3. Lateral Shuttle Shuffle
Same as the above, only now you’re shuffling from side to side, switching directions each time your partner yells switch.
- 3 sets of 20-30 seconds each
Rotational movements are particularly useful for improving explosive power that can easily transfer to sport performance. They’re also helpful for improving core stability during explosive movements.
1. Russian Twists
Russian twists are a simple way to get your obliques firing. They also help improve abdominals and lower back stability, as you must work hard to stabilize through the core to bring the weight back to the middle of your body.
- 3 sets, 16-20 reps
2. Landmine Rotations
Like a Russian twist, landmine rotations help build core stability and strength. What makes them extra challenging is that the weight is in front of your centre of gravity, causing your obliques to work extra hard to stabilize.
Note: It’s not just your arms that rotate during landmine rotations. Make sure you’re rotating your entire body, including your hips, during each rep, so that you rotate a full 180 degrees from start to finish. And think of the balls of your feet and your toes as the pivot point, making sure your feet don’t move.
You can also do these from a kneeling position.
- 3 sets, 8-10 reps
3. Rotational Medicine Ball Slams
Medicine balls slams are sort of like explosive landmine rotations.
- Slam the ball down from overhead on one side of your body.
- Catch it on the bounce, and then bring the ball up and overhead and rotate a full 180 degrees before slamming the ball down again.
- 3 sets, 16-20 reps
Lateral movements are great for strengthening your smaller stabilizer muscles, which goes a long way in preparing your body better for life and sport in terms of reducing the risk of acute injuries. They also help decrease any muscle imbalances you have between your left and right side.
1. Weighted lateral box step ups
Just like a step-up, only now you’re stepping laterally onto the box. These are helpful for isolating each leg individually and building single leg glute and hamstring strength, as well as stability and balance.
Keep these slow and controlled and focus on using the leg on top of the box to stand up, as opposed to pushing off with the foot on the ground.
- 3 sets, 6-8 reps per leg with two dumbbells at your sides
2. Lateral Cone Bounding
Lateral bounding is a great way to challenge your joints to withstand impact, all the while remaining stable and in control.
- Start on one side of a cone, or use a short box.
- Jump up and over and land on the other side. The idea here is to rebound right away, back and forth, to create a bounding action. Focus on keeping your feet together and keeping tight and controlled, yet fast, bounds back and forth.

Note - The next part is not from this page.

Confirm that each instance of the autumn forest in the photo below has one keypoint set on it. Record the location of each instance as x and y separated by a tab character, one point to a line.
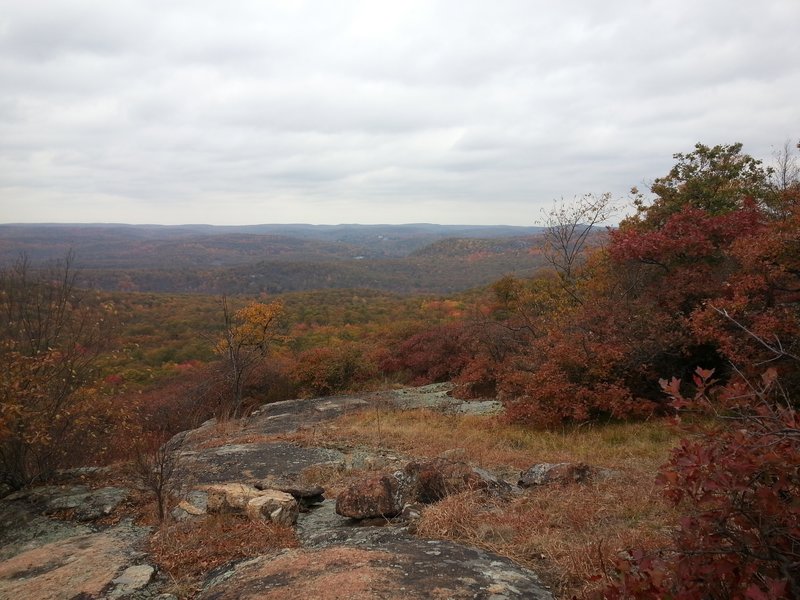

- If it’s too challenging to jump over something, then start with a line. Simply hop over the line, back and forth, rebounding as quickly as possible on each landing.
On the other hand, if you master the double leg bound, try single leg bounding.

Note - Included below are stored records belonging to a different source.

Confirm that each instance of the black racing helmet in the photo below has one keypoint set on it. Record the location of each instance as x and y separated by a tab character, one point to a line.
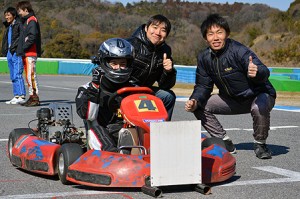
116	48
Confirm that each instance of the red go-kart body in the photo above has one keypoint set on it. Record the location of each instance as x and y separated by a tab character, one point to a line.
108	169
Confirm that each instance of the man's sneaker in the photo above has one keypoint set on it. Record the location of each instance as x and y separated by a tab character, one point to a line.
230	146
16	100
125	141
33	100
262	151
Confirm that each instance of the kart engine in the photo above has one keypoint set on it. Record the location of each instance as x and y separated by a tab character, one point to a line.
55	124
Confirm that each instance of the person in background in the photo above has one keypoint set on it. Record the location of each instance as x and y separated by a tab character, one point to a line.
9	47
29	48
242	80
153	62
114	62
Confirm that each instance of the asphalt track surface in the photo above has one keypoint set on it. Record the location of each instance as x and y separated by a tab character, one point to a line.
254	178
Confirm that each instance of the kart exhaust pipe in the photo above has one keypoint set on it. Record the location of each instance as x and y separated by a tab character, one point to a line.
202	188
152	191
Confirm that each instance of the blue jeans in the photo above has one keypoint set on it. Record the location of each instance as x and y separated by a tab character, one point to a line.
259	107
16	68
168	98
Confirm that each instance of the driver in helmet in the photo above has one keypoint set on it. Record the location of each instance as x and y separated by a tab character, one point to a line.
114	62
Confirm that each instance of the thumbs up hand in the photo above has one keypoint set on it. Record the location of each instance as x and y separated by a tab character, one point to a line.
167	63
252	68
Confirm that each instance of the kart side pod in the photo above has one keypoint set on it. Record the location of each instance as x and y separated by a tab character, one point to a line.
152	191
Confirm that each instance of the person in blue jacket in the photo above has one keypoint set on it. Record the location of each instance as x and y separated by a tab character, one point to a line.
9	46
242	80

- 3 sets of 30 seconds of bounding
3. Cossack Squats
Cossack squats, or effectively side lunges, are a good way to build strength in a lateral squat pattern. In a perfect world, you will end up in a side lunge position with your hip crease below the knee, just like a regular squat, while maintaining an upright torso. If that is challenging without weight, then stick to bodyweight Cossack squats. And if you’re able to get into a good position on both sides, then consider goblet Cossack squats with a dumbbell or kettlebell.
- 3 sets, 6-8 reps per side
Editor’s note: This article is an op-ed. The views expressed herein and in the video are the author’s and don’t necessarily reflect the views of BarBend. Claims, assertions, opinions, and quotes have been sourced exclusively by the author.